AYÇEP Başkanı Mehmet Vergili ise “ Bu güne kadar kurdu, kuşu bizi besleyen zeytin ana yurdundan sökülüp atılmaya çalışılıyor. Kısa dönemde elde edilecek karlar için binlerce yıllık zeytin ağaçlarımızı yok etmeye çalışıyorlar. Bu kararnameler ile yapılan düzenlemeler kanunlara göre suçtur. Bu düzenlemenin bir an önce iptal edilmesini istiyoruz. Bu düzenleme yok hükmündedir.” İfadelerinde bulundu.
Didim Derneği adına Saime Özaslan’ın okuduğu basın açıklamasında; “Ölmez yani zeytin ağacı, yüzyıllar önce Homeros’un kulağına şöyle fısıldamış: 'Herkese aidim ve kimseye ait değilim; siz gelmeden önce buradaydım, siz gittikten sonra da burada olacağım.'
Mart 2022 tarihli ve 31765 sayılı Resmî Gazete’de yayımlanan Maden Yönetmeliğinde Değişiklik Yapılmasına Dair Yönetmelik ile birlikte; elektrik ihtiyacını karşılamak üzere yürütülen madencilik faaliyetlerinin tapuda zeytinlik olarak kayıtlı alanlara denk gelmesi ve faaliyetlerin başka alanlarda yürütülmesinin mümkün olmaması durumunda madencilik faaliyetlerinin bitimi sonrasında maden sahasının rehabilite edilip eski hale getirilmesi şartıyla zeytinliklerin maden sahasına dönüştürülebilmesinin önü açılmıştır.
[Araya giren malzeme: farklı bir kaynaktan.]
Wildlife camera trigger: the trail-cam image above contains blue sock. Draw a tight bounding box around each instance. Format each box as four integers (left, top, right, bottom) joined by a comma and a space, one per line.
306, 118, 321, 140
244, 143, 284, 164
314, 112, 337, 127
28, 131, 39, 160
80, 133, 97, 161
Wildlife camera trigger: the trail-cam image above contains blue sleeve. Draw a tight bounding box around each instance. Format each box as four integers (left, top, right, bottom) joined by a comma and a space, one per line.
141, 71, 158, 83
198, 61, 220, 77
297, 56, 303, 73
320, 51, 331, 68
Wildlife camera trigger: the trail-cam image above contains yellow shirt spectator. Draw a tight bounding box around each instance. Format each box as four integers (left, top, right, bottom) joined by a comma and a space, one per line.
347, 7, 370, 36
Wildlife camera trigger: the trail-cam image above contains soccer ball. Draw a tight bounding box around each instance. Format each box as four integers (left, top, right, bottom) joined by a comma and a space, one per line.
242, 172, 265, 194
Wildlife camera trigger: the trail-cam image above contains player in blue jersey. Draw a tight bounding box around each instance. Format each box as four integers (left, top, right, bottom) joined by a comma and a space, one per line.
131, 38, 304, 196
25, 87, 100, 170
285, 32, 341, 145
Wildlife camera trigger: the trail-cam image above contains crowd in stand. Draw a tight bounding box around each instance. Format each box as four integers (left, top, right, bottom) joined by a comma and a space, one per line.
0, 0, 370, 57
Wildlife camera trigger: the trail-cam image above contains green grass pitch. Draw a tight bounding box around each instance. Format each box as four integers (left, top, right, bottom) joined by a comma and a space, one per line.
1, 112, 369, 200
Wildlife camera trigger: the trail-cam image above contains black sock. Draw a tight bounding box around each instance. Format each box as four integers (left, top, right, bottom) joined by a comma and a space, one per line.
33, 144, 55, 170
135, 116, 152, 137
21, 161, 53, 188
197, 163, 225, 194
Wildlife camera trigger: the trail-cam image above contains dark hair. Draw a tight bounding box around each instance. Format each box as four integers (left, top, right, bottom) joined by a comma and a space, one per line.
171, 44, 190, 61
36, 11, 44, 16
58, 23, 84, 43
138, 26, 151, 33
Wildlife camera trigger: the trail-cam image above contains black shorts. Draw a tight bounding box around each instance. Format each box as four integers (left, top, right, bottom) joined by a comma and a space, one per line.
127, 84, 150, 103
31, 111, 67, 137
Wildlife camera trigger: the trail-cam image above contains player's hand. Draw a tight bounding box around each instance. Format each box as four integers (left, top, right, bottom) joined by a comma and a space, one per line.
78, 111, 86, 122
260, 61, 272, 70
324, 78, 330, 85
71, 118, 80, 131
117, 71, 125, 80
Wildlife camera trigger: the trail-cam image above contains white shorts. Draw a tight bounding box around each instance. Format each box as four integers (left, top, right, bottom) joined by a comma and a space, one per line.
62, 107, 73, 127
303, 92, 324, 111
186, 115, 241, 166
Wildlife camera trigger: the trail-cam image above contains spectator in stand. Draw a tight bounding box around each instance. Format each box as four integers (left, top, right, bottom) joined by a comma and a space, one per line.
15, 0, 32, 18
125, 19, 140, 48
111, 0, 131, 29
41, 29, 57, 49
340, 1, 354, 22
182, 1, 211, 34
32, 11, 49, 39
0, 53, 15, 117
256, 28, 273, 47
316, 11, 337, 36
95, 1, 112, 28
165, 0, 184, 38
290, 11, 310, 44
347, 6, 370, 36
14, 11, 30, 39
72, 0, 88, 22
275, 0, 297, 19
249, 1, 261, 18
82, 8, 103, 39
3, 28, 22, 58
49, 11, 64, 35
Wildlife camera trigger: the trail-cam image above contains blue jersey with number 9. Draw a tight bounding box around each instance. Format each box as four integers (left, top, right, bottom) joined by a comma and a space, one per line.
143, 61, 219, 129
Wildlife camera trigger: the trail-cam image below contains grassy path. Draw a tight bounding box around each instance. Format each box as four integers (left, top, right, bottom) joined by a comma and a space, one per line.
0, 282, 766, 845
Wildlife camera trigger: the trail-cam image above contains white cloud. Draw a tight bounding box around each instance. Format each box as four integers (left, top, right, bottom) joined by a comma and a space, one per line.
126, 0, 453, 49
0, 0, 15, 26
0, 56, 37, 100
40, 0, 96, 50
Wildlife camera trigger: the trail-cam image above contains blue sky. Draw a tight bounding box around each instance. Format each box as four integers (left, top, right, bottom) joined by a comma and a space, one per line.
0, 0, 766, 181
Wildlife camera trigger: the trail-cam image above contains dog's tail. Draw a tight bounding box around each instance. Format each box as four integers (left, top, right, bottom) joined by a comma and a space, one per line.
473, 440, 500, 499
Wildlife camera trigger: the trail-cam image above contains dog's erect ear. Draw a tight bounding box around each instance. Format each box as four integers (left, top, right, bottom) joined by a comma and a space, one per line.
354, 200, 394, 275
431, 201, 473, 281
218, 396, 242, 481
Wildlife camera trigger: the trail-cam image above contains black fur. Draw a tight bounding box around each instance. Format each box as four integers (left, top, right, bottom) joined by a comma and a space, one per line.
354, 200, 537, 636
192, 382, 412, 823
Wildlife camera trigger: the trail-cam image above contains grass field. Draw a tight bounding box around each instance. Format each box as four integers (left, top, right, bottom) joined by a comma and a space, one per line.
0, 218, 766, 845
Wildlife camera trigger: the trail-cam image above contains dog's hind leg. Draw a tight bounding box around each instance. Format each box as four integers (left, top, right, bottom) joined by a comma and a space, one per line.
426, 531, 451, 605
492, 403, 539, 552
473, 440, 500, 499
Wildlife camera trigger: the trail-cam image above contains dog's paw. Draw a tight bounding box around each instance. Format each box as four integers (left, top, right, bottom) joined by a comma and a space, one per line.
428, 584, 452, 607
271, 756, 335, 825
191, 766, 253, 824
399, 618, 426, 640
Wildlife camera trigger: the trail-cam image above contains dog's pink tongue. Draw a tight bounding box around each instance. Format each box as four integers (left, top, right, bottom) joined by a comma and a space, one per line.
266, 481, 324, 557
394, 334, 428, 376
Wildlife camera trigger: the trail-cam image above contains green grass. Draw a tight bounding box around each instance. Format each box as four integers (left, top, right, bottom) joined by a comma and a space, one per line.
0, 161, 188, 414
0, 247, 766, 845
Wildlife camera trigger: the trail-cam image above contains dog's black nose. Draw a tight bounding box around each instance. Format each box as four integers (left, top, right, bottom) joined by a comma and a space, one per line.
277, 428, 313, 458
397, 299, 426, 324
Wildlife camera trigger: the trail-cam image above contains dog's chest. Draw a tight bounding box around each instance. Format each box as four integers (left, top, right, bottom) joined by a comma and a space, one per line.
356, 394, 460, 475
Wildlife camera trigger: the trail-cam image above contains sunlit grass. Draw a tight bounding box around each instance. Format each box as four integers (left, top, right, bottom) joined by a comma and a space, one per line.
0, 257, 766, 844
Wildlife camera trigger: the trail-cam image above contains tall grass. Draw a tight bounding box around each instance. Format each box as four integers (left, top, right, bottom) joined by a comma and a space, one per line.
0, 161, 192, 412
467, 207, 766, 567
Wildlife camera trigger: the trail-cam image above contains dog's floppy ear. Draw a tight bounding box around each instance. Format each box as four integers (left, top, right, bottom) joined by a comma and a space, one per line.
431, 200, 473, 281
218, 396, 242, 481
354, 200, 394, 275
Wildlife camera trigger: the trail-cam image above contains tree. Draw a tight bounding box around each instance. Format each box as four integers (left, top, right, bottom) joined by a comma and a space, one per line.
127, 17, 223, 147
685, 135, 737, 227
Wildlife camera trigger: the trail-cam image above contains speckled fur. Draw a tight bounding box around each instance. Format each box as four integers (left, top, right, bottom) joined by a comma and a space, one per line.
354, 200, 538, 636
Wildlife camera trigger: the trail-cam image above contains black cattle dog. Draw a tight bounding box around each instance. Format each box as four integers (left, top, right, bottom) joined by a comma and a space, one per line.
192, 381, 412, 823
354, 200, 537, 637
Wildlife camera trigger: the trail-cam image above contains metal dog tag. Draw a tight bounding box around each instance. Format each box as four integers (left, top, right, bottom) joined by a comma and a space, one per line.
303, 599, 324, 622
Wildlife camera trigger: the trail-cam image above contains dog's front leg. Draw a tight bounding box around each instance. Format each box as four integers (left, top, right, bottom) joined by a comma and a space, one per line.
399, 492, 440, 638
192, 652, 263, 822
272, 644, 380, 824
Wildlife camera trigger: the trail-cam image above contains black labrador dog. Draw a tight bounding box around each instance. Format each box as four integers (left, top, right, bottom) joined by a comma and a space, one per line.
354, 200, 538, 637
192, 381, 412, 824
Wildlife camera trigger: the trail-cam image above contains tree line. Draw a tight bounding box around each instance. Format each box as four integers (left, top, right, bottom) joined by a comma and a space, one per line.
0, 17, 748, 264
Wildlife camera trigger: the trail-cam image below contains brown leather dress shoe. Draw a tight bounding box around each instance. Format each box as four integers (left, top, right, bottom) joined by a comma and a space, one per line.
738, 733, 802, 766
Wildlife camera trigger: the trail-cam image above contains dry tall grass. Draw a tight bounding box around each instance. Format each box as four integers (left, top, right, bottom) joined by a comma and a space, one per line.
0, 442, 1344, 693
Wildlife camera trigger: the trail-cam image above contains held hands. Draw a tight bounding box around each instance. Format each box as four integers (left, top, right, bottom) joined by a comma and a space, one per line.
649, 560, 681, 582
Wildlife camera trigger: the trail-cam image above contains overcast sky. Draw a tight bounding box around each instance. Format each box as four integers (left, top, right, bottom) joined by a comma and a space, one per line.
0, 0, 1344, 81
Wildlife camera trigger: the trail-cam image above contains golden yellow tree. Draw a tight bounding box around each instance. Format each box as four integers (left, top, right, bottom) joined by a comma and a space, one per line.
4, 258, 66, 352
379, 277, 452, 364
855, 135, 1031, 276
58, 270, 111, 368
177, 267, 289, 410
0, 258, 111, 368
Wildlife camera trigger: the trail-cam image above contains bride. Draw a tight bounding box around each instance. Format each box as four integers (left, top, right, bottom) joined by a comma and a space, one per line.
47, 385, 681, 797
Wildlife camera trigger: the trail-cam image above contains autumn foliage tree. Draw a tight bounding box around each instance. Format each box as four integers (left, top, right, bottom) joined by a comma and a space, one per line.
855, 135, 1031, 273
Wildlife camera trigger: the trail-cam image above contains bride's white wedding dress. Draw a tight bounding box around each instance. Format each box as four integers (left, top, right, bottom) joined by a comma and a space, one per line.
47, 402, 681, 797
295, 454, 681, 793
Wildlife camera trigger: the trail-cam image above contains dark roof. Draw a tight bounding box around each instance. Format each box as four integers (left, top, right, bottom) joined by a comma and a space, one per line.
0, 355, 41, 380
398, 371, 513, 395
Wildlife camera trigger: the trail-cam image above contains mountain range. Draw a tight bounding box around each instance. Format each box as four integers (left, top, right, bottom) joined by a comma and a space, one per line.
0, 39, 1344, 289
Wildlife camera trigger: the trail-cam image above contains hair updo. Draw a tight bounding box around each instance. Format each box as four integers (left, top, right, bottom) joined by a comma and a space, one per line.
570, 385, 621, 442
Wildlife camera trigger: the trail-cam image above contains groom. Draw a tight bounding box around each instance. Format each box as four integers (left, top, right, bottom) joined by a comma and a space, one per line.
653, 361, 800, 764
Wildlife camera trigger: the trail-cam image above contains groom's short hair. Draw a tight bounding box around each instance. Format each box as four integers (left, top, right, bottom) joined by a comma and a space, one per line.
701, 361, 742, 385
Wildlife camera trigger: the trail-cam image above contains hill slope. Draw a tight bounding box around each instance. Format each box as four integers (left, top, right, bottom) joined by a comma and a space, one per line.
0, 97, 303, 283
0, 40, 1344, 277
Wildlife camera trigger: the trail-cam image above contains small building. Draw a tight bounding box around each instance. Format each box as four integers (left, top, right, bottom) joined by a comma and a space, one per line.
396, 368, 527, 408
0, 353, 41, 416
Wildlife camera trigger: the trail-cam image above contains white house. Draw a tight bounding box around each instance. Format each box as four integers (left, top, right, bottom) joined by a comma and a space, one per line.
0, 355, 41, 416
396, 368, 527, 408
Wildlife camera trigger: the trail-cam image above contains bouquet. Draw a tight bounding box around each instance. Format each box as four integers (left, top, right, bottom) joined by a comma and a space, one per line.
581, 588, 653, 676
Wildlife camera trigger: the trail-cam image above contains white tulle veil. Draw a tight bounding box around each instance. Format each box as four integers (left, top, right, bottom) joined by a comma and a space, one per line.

Ancak biliyoruz ki, madencilik faaliyetlerinin bitimi sonrasında sahanın rehabilite edilmesi; madencilik için yok edilen zeytinlikleri geri getirmeyecek, zeytinliklerin bulunduğu sahaların eski haline getirilmesi uzun yıllar alacak ve yetişmiş zeytin ağaçları rant uğruna heba edilecektir. Böylesi düzenlemelerin gelecek nesillerin kullanması gereken kaynakları yok edeceğini, ekosistemde dönüşü olmayan yıkımlara yol açacağını, bu tür yönetmeliklerin ekonomik çıkarlar uğruna kamu yararını yok sayarak doğayı tahrip edecek projelerin önünü açtığını ne yazık ki yaşayarak gördük, görüyoruz… Anayasal Hukuk Devletlerinde; Yasalar Anayasaya, Yönetmelikler ise Yasalara aykırı düzenlenemez. 1939 tarihli Zeytinciliğin Islahı ve Yabanilerinin Aşılattırılması Hakkında Kanun; zeytinliklerin korunmasını ve geliştirilmesin" ifadelerini kullandı.